Researchers investigate the semantic equivalence of code by graph comparison [31], symbolic execution and theorem proving [32, 33]. However, graph isomorphism is a NP-complete problem, leading to low efficiency, and the method based on theorem proving is not scalable. Later researches use the execution trace [34,35,36,37] or code signature [38] to measure the similarity of functions in binary files. However, they either have low coverage or are not robust to changes brought about by compiler optimization.

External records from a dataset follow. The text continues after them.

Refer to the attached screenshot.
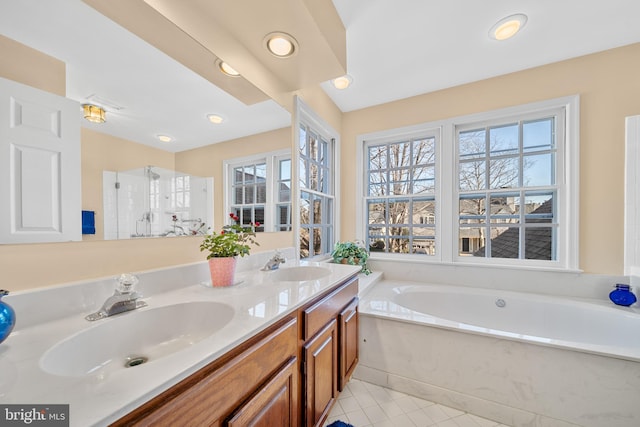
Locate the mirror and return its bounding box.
[0,0,291,243]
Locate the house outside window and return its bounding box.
[298,123,335,258]
[225,152,291,232]
[359,96,579,269]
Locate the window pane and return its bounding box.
[411,200,436,227]
[412,138,436,165]
[389,199,409,224]
[489,123,520,157]
[525,193,555,224]
[389,142,411,168]
[459,161,486,191]
[458,227,486,257]
[244,165,256,183]
[256,163,267,182]
[522,117,555,152]
[298,126,308,156]
[489,157,520,189]
[298,159,311,188]
[524,227,554,261]
[300,192,311,224]
[256,184,267,203]
[523,153,555,187]
[458,129,487,160]
[369,145,388,170]
[489,193,520,224]
[459,197,486,224]
[244,185,255,205]
[300,227,310,258]
[313,198,323,224]
[491,227,520,258]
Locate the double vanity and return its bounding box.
[0,262,359,426]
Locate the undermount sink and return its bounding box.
[269,266,331,282]
[40,302,234,376]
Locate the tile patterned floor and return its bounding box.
[325,379,508,427]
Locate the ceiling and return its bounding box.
[0,0,640,152]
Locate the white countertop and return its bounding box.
[0,262,359,427]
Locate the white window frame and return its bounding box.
[222,150,293,232]
[291,96,341,261]
[356,95,580,271]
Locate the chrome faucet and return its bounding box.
[262,251,287,271]
[85,274,147,322]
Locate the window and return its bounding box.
[225,152,291,232]
[298,123,335,258]
[358,97,579,269]
[366,135,436,255]
[456,111,563,261]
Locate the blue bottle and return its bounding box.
[0,289,16,343]
[609,283,636,307]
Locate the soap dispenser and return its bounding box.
[609,283,636,307]
[0,289,16,343]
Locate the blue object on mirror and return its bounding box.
[82,211,96,234]
[0,289,16,343]
[609,283,636,307]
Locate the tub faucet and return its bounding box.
[262,251,287,271]
[85,274,147,322]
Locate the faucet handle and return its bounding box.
[116,273,139,294]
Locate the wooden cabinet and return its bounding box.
[338,297,358,391]
[302,279,358,427]
[113,278,358,427]
[113,318,300,427]
[303,319,338,426]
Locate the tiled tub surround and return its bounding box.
[354,265,640,427]
[0,249,358,427]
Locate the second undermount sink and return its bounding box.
[40,301,234,376]
[268,266,331,282]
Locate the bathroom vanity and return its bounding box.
[0,262,359,426]
[113,277,358,426]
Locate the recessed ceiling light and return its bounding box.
[207,114,224,125]
[82,104,106,123]
[216,59,240,77]
[264,32,298,58]
[331,74,353,90]
[489,13,527,40]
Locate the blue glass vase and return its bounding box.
[609,283,636,307]
[0,289,16,343]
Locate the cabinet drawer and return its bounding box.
[303,278,358,340]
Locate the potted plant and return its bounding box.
[331,242,371,275]
[200,213,260,287]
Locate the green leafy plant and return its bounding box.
[331,242,371,275]
[200,213,260,259]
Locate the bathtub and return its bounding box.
[354,280,640,427]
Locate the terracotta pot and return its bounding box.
[209,257,237,288]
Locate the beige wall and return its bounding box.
[341,44,640,274]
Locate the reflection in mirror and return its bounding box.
[103,166,213,240]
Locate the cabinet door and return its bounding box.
[226,357,298,427]
[338,298,358,391]
[303,319,338,426]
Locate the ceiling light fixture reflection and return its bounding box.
[331,74,353,90]
[207,114,224,125]
[82,104,106,123]
[264,31,298,58]
[216,59,240,77]
[489,13,527,41]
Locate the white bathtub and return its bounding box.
[355,281,640,427]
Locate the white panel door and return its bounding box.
[0,78,82,243]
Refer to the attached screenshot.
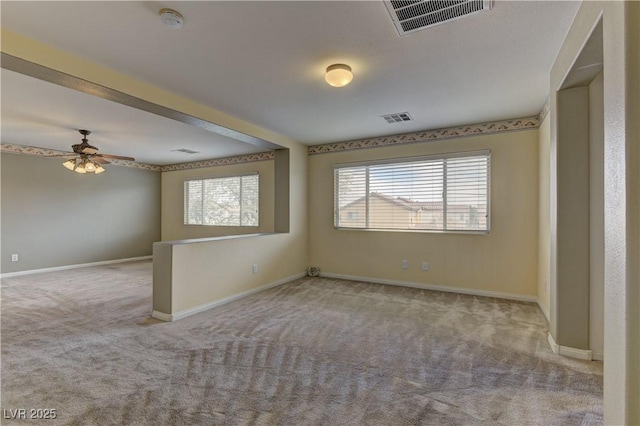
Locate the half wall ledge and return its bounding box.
[152,233,306,321]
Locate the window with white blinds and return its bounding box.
[334,151,491,232]
[184,173,260,226]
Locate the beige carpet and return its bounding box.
[2,261,602,426]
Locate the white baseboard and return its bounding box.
[0,256,153,279]
[151,271,307,322]
[537,300,551,324]
[320,272,538,303]
[547,333,593,361]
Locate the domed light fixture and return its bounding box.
[324,64,353,87]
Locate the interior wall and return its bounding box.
[538,114,551,321]
[162,160,274,241]
[1,153,160,273]
[550,1,640,424]
[154,144,309,315]
[589,72,604,360]
[309,130,538,300]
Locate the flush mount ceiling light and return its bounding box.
[159,8,184,30]
[324,64,353,87]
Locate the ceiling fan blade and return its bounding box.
[91,156,111,164]
[96,154,136,161]
[44,152,78,158]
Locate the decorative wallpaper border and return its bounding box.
[309,116,540,155]
[0,143,275,172]
[160,151,276,172]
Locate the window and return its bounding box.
[184,173,259,226]
[334,151,491,232]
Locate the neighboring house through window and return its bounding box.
[184,173,260,226]
[334,151,490,232]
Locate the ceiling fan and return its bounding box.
[59,130,135,174]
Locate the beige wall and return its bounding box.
[162,160,274,241]
[538,114,551,320]
[154,143,309,315]
[1,153,160,273]
[551,1,640,425]
[309,130,538,298]
[589,72,604,360]
[2,30,308,316]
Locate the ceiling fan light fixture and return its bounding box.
[62,159,76,171]
[324,64,353,87]
[73,163,87,174]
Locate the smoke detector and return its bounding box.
[159,8,184,30]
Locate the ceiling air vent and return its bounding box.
[171,148,199,154]
[381,112,413,124]
[384,0,491,35]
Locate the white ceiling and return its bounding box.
[0,69,265,165]
[1,0,579,164]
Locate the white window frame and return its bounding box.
[183,172,260,228]
[333,149,491,234]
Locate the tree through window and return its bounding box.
[184,173,260,226]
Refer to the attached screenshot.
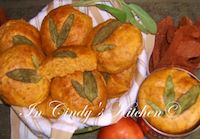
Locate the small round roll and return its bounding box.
[0,45,50,107]
[40,5,92,55]
[36,96,64,119]
[0,20,42,53]
[39,46,97,80]
[87,19,143,74]
[51,71,107,117]
[102,65,136,98]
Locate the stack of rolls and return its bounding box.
[0,5,143,118]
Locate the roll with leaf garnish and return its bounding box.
[87,19,143,73]
[0,20,42,53]
[138,68,200,135]
[51,71,107,118]
[39,46,97,80]
[101,65,136,98]
[40,5,92,55]
[0,44,50,107]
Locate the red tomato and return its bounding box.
[98,117,144,139]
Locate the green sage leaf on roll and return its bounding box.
[6,69,42,83]
[49,18,58,47]
[176,86,200,114]
[57,14,75,47]
[128,3,157,34]
[12,35,34,46]
[92,20,122,45]
[122,5,148,33]
[96,4,126,22]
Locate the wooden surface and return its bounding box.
[0,0,200,139]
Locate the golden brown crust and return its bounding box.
[0,45,49,107]
[138,69,200,134]
[40,5,92,55]
[51,71,107,117]
[39,46,97,79]
[0,20,41,53]
[36,96,63,119]
[106,65,136,98]
[87,19,143,73]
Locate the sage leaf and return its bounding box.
[93,44,116,52]
[101,72,110,83]
[195,69,200,80]
[6,69,42,83]
[57,14,75,48]
[92,20,122,45]
[163,75,175,107]
[71,80,86,98]
[96,4,126,22]
[53,50,77,58]
[49,18,58,47]
[146,99,165,116]
[83,71,98,102]
[128,3,157,34]
[176,86,200,114]
[12,35,34,46]
[122,5,148,33]
[32,55,40,69]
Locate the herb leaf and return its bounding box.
[71,80,86,98]
[49,18,58,47]
[12,35,34,46]
[177,86,200,114]
[53,50,77,58]
[195,69,200,80]
[146,99,165,116]
[128,3,157,34]
[93,44,116,52]
[83,71,98,102]
[96,4,126,22]
[57,14,75,47]
[163,75,175,106]
[92,20,122,45]
[6,69,42,83]
[122,5,148,33]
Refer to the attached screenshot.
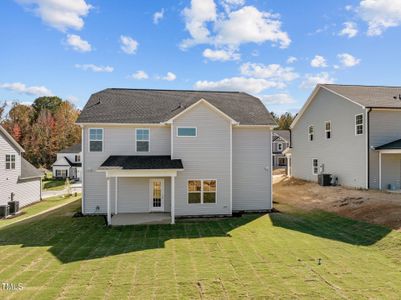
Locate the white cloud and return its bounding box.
[130,70,149,80]
[0,82,53,96]
[356,0,401,36]
[337,53,361,68]
[181,0,291,49]
[17,0,92,32]
[259,93,295,105]
[120,35,139,54]
[67,34,92,52]
[301,72,335,89]
[161,72,177,81]
[75,64,114,73]
[287,56,298,64]
[203,48,241,61]
[339,22,358,38]
[153,8,164,24]
[310,55,327,68]
[194,77,285,94]
[240,63,299,82]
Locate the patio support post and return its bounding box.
[171,176,175,224]
[107,177,111,225]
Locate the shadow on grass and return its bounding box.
[0,200,391,263]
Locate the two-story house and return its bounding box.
[77,89,275,225]
[286,84,401,189]
[0,126,42,207]
[52,144,82,181]
[272,130,291,169]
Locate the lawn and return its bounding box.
[0,201,401,299]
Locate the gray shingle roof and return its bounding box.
[20,157,43,179]
[100,155,184,170]
[322,84,401,108]
[77,88,276,125]
[58,144,82,153]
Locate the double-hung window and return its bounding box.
[135,128,150,152]
[188,179,217,204]
[355,114,363,135]
[324,121,331,140]
[6,154,15,170]
[89,128,103,152]
[308,126,315,142]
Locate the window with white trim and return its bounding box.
[312,158,319,175]
[355,114,363,135]
[89,128,103,152]
[6,154,15,170]
[324,121,331,140]
[177,127,198,137]
[135,128,150,152]
[308,126,315,142]
[188,179,217,204]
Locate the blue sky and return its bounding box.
[0,0,401,113]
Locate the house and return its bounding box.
[272,130,291,169]
[77,88,275,225]
[286,84,401,189]
[52,144,82,181]
[0,126,42,207]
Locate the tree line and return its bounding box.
[0,96,81,169]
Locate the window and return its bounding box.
[135,128,149,152]
[177,127,198,137]
[312,159,319,175]
[355,114,363,135]
[308,126,315,141]
[6,154,15,170]
[89,128,103,152]
[188,179,216,204]
[325,121,331,140]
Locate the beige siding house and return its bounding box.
[77,89,275,225]
[286,84,401,190]
[0,126,42,207]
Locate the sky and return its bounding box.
[0,0,401,114]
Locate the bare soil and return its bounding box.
[273,175,401,231]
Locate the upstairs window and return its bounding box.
[325,121,331,140]
[135,128,150,152]
[6,154,15,170]
[89,128,103,152]
[308,126,315,142]
[355,114,363,135]
[177,127,198,137]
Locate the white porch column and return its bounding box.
[171,176,175,224]
[114,176,118,214]
[107,177,111,225]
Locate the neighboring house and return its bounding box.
[272,130,291,168]
[52,144,82,181]
[286,84,401,189]
[77,89,275,224]
[0,126,42,207]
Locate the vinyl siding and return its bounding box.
[233,128,272,211]
[82,126,170,214]
[369,110,401,189]
[292,89,367,188]
[173,103,231,216]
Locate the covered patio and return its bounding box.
[97,155,184,226]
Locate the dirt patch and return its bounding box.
[273,175,401,231]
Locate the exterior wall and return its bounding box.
[172,103,231,216]
[82,125,170,214]
[233,127,272,211]
[369,110,401,189]
[292,89,367,188]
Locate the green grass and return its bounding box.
[0,201,401,299]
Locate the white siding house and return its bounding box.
[77,89,275,224]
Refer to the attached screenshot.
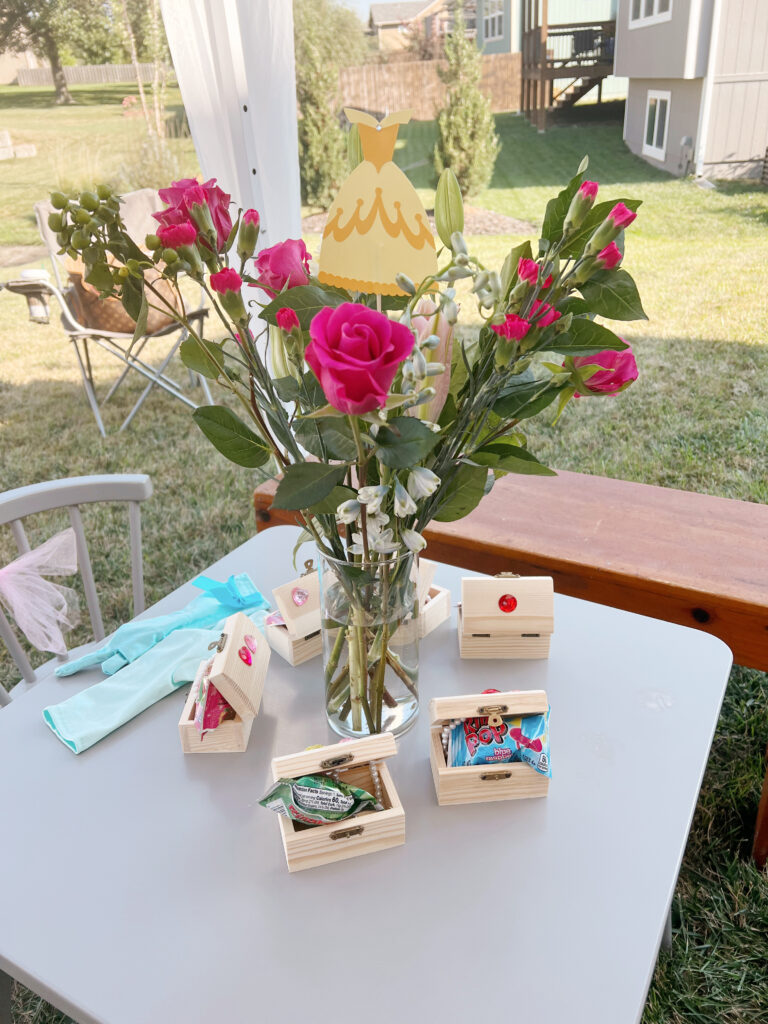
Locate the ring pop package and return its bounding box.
[446,709,552,778]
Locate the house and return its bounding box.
[615,0,768,178]
[369,0,520,53]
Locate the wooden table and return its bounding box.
[0,528,731,1024]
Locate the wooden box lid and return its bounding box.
[272,569,321,638]
[462,577,555,634]
[271,732,397,781]
[429,690,549,725]
[210,611,271,718]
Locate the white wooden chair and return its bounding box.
[4,188,213,437]
[0,473,153,706]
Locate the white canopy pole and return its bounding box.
[162,0,301,249]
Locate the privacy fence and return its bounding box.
[339,53,521,121]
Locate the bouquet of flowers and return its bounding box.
[49,146,644,735]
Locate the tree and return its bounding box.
[294,0,368,208]
[0,0,74,103]
[434,3,501,196]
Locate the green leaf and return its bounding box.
[580,269,648,321]
[178,338,223,381]
[501,242,532,298]
[471,440,557,476]
[542,170,584,244]
[434,167,464,250]
[193,406,270,469]
[560,199,642,256]
[261,285,349,331]
[294,411,357,462]
[272,462,347,509]
[434,463,488,522]
[376,416,439,469]
[309,484,357,515]
[547,316,629,355]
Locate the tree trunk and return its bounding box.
[45,36,75,103]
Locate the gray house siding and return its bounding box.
[624,78,701,175]
[699,0,768,178]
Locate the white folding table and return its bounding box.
[0,527,731,1024]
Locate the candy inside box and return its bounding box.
[429,690,550,805]
[271,732,406,871]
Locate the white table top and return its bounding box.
[0,527,731,1024]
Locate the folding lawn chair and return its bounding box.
[5,188,213,436]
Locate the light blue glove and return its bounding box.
[43,621,223,754]
[56,572,269,676]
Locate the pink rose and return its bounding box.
[573,348,638,398]
[210,266,243,295]
[304,302,414,416]
[256,239,311,292]
[158,220,198,249]
[596,242,622,270]
[530,299,562,328]
[153,178,232,249]
[579,181,599,203]
[517,257,552,288]
[490,313,530,341]
[605,203,637,231]
[274,306,300,334]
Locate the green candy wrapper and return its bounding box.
[259,775,381,825]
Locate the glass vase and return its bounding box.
[317,552,419,737]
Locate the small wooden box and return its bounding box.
[266,569,323,666]
[429,690,550,806]
[178,662,253,754]
[457,577,555,658]
[271,732,406,871]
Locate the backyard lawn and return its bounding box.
[0,86,768,1024]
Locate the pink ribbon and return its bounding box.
[0,528,80,654]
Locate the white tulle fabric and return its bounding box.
[0,528,80,654]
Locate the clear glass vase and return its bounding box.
[317,552,419,737]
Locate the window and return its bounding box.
[482,0,504,42]
[643,89,671,160]
[630,0,672,29]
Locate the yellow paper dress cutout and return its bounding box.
[317,108,437,295]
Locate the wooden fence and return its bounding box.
[17,63,154,86]
[339,53,521,121]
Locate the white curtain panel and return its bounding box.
[162,0,301,249]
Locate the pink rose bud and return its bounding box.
[274,306,300,334]
[158,220,198,249]
[209,266,246,321]
[573,348,638,398]
[530,300,562,328]
[584,203,637,256]
[238,210,260,260]
[490,313,532,341]
[596,242,622,270]
[305,301,414,416]
[562,181,598,234]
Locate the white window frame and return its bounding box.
[482,0,507,43]
[643,89,672,161]
[629,0,675,29]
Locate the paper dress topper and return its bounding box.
[317,108,437,295]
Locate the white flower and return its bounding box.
[357,483,389,515]
[407,466,440,502]
[336,498,360,523]
[400,529,427,552]
[394,480,416,518]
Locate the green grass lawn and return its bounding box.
[0,87,768,1024]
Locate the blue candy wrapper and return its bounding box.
[446,709,552,778]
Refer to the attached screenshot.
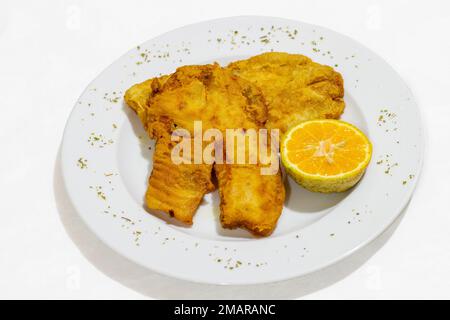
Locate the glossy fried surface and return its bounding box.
[126,64,284,235]
[145,136,215,224]
[227,52,345,133]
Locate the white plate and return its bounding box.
[62,17,423,284]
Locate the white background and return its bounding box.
[0,0,450,299]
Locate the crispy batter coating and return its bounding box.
[145,136,215,224]
[125,76,215,225]
[227,52,345,133]
[125,64,284,235]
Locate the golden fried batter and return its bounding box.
[145,136,215,224]
[227,52,345,133]
[125,76,215,224]
[126,64,284,235]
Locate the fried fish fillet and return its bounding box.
[145,136,215,224]
[126,64,284,235]
[125,76,215,224]
[147,64,284,235]
[227,52,345,133]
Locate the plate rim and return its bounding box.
[59,15,426,286]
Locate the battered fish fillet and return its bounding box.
[145,136,215,224]
[227,52,345,133]
[126,64,284,235]
[147,64,284,235]
[125,76,215,225]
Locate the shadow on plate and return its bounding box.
[53,144,408,299]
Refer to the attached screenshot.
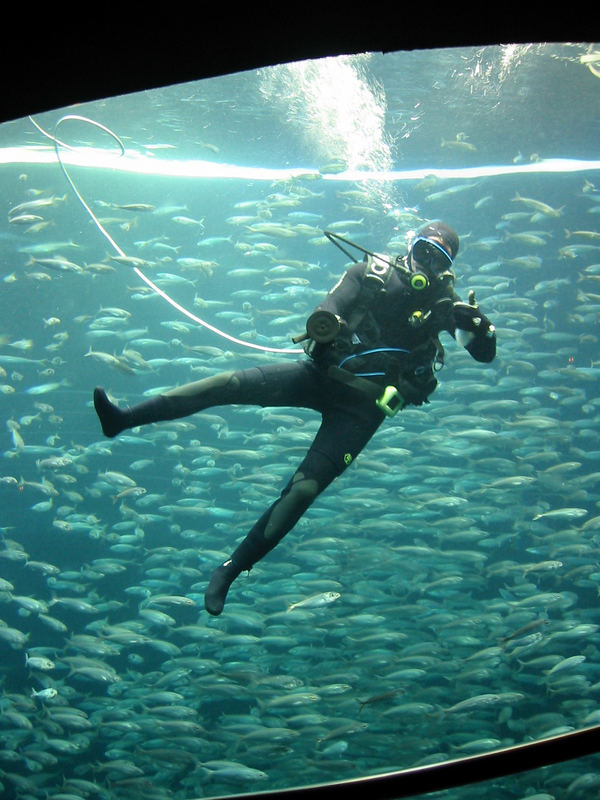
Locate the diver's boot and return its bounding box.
[204,559,242,617]
[94,386,171,439]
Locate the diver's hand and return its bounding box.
[453,301,494,336]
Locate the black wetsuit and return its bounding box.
[95,256,496,614]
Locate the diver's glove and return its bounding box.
[453,293,496,347]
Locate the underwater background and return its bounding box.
[0,44,600,800]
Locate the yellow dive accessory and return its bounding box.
[375,386,406,417]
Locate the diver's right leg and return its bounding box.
[94,371,240,438]
[94,361,316,438]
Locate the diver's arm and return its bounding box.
[450,292,496,362]
[315,262,365,320]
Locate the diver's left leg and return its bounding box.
[205,404,383,616]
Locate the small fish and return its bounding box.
[288,592,341,611]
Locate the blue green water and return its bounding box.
[0,44,600,798]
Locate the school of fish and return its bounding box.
[0,67,600,800]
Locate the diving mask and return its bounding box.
[410,236,452,274]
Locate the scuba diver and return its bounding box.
[94,222,496,616]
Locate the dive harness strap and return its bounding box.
[327,364,407,417]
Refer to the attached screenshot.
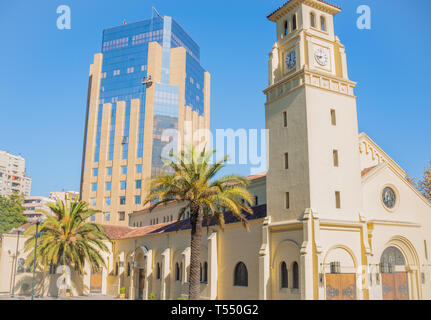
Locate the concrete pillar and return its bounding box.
[300,209,314,300]
[208,232,218,300]
[142,250,153,300]
[160,248,171,300]
[259,217,271,300]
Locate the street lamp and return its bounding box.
[31,216,45,300]
[11,227,24,298]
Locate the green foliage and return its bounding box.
[418,160,431,201]
[21,282,30,292]
[0,195,27,234]
[25,199,110,272]
[148,293,156,300]
[145,147,254,300]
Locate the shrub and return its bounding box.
[21,282,30,292]
[148,293,156,300]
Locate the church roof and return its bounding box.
[104,204,266,240]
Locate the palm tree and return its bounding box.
[24,198,110,273]
[145,148,253,300]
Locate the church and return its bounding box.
[0,0,431,300]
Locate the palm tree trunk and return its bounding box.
[189,208,203,300]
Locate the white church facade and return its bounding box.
[0,0,431,300]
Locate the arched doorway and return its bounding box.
[380,246,409,300]
[321,245,360,300]
[90,268,102,293]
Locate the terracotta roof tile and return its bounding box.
[115,204,266,240]
[361,166,377,177]
[103,225,133,240]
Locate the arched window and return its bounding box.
[175,263,181,281]
[280,261,288,289]
[292,14,296,31]
[292,261,299,289]
[233,262,248,287]
[310,12,316,28]
[380,247,406,273]
[156,263,160,279]
[320,16,326,31]
[203,261,208,283]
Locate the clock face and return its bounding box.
[286,51,296,69]
[382,187,397,209]
[314,48,329,66]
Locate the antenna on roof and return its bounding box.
[153,7,162,18]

With the development of machine learning, especially deep learning, researchers begin to apply machine learning methods to binary diffing. Graph embedding [39,40,41,42] and graph neural network [43,44,45] models are applied to extract features to represent binary code. Genius [22] is one of the most outstanding solutions that transform the ACFG (attribute control flow graph) into feature vector to represent the functions and measure the similarity by bipartite graph matching algorithm. Gemini [46] relies on deep neural network to embed the ACFG graph of Genius into a matrix. The features extracted by Gemini and Genius are statistical, containing limited semantics. Vulseeker [47] generates labeled semantic flow graph(LSFG) to represent code feature. Redmond et al. [48] convert the binary code to intermediate language and record the input/output as signature for comparison across architectures. Zhang et al. [49] and Wang et al. [50] focus on the changes between patched and unpatched code and make similarity comparison of code snippet. Yu et al. [51] adopt the convolutional neural network to extract the order information as well as semantic information. They make diffing between source-code and binary code combining deep pyramid convolutional neural network (DPCNN) with graph neural network (GNN) [52]. There are also local preference methods to make binary function diffing. Kam1n0 [53] combines the subgraph matching and adaptive LSH to detect the code clone. Li et al. [54] propose a topology-aware hashing method by extracting graph signature of CFG as the comparison basis. Duan et al. [55] implement DEEPBINDIFF which combines the NLP(natural language processing) and TADW algorithm (Text-associated DeepWalk algorithm) [56] to obtain the semantic cross-function dependency feature. However, DEEPBINDIFF applies random walk in ICFGs (inter-procedural CFGs), which is relatively time-consuming. Besides, it only supports diffing in a single architecture.

7 Conclusion

In this paper, a data-aware program-wide diffing method is proposed to compare the binary files across architectures and optimization levels. Using the anchor functions and call relationship, this method expands the diffing scope step by step. To obtain more accurate diffing results, we extract semantic features by variable liveness analysis, and make comparisons using the extracted features and the modified EMD calculation method. Experiments show that our DAPDiff prototype performs well when making diffing across architecture and optimization levels, which proves that it is available for the vulnerability detection on IoT devices. This method can also be combined with other feature extraction and similarity calculation methods, such as those based on machine learning technology. However, there are improvements for the methods proposed in this paper. The accuracy of diffing results rely on the features extracted before the calculation of EMD. Currently, the features extracted mainly include the data-flow related variable liveness and the simple statistical ones such as in-degree and out-degree. These features guarantee a relatively stable and promising diffing precision and recall value. However, due to the inherent limitation of static method, features extracted cannot fully represent the behavior of binary code. In future work, we will explore ways to extract the dynamic execution related features that can represent code behavior more thoroughly, such as the relationship between input and output values [47], and combine the feature extraction method with neural network model which can extract more semantic features that can represent the binary code [46, 47].